Because the findings described above indicated that the improved survival of EBI3–/– mice was related to a more effective bacterial clearance and local control of infection, we next compared the bactericidal activity of leukocytes between EBI3–/– and EBI3+/+ mice by analyzing reactive oxygen intermediates (ROI). Mice were injected with 1.5 ml of 3% thioglycollate for 4 and 24 h to generate an inflammatory stimulus, and their potency to produce ROI was determined using flow cytometry. Interestingly, granulocytes from EBI3–/– mice displayed a markedly enhanced ability to produce ROI as compared with EBI3+/+ mice, suggesting that IL-27 negatively regulates the biological functions of granulocytes (Fig. 4 A).

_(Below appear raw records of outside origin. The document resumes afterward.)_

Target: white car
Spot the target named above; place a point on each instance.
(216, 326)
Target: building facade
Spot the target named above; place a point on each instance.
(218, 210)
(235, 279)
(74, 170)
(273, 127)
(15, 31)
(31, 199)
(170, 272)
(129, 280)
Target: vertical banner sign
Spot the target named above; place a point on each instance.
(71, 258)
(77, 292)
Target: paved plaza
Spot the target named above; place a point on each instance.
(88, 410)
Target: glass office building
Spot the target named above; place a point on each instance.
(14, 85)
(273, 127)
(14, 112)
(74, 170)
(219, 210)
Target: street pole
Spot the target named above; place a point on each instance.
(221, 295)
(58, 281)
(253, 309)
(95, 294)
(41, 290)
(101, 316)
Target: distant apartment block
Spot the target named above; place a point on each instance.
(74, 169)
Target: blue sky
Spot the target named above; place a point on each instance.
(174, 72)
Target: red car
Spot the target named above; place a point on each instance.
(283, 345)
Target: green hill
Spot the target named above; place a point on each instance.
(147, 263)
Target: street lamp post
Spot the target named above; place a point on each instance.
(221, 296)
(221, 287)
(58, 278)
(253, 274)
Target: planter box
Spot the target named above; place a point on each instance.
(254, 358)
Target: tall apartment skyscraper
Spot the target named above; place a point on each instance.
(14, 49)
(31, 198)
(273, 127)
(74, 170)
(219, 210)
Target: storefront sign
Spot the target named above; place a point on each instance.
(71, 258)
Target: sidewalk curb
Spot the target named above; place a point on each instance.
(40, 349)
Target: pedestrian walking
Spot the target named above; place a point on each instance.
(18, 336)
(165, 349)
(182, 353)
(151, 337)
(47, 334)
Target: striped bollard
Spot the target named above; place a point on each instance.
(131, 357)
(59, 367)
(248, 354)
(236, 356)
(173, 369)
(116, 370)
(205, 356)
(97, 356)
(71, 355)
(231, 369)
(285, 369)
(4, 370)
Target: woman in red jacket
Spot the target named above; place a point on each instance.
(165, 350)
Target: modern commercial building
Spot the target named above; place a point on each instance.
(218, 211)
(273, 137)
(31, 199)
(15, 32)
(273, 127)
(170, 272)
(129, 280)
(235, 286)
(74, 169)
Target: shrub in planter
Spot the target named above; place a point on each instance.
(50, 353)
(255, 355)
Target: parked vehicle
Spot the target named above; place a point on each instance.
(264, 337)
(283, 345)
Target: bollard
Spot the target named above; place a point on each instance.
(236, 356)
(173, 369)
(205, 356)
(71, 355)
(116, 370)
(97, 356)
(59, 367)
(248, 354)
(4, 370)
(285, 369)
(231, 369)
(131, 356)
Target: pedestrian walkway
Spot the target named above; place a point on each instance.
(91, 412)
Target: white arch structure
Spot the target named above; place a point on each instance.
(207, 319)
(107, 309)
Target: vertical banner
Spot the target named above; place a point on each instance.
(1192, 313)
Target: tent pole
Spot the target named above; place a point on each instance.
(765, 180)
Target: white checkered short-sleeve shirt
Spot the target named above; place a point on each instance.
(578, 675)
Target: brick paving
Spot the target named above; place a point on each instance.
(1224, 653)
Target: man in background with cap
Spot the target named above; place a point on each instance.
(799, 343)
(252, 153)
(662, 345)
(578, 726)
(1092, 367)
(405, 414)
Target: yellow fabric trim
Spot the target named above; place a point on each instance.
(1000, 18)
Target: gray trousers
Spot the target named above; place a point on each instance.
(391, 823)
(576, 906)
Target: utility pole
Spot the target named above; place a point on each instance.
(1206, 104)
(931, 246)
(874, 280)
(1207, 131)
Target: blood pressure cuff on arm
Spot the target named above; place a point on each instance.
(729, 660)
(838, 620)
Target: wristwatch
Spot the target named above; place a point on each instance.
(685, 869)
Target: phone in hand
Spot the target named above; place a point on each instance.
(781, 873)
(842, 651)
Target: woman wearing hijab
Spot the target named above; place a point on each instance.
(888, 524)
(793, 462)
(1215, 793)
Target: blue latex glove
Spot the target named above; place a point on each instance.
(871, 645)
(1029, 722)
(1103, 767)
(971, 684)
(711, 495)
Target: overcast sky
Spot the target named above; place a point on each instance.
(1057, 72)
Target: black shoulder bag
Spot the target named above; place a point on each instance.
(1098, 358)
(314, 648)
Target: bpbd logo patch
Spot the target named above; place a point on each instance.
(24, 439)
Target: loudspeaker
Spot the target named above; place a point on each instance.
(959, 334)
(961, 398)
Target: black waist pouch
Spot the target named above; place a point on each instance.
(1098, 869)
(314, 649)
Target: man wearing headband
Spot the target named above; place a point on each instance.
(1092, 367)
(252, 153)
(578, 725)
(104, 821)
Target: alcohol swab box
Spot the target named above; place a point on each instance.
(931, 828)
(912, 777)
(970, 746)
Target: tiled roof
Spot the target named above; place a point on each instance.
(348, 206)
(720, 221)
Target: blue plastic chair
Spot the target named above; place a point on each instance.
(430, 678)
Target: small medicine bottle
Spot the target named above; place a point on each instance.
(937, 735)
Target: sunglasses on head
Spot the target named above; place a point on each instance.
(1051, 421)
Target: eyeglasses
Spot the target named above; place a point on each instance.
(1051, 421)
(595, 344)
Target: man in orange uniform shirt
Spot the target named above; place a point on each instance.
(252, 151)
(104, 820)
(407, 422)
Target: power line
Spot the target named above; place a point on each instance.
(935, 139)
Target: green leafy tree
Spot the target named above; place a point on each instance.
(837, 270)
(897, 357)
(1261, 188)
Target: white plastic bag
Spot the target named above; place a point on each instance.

To further verify the latter hypothesis, we next isolated elicited leukocytes from wild-type C57BL/6 mice and stimulated them for 12 h with LPS or LPS plus rIL-27. As shown in Fig. 4 B, rIL-27 down-regulated LPS-induced activation and ROI production of both granulocytes and monocytes/macrophages. However, rIL-27 alone had no effect on ROI production, suggesting that this cytokine controls inducible ROI production upon TLR ligation. In a subsequent series of studies, we determined systemic cytokine levels using bead multiplexing technology. Although no differences in levels of IL-10, TNF, and IFN-
were noted, levels of IL-1 and IL-6 were significantly reduced in EBI3–/– mice as compared with wild-type mice at 20 h after CLP, suggesting that the enhanced control of infection in EBI3-deficient mice results in lower production of some proinflammatory cytokines as compared with wild-type mice (Fig. 4 C).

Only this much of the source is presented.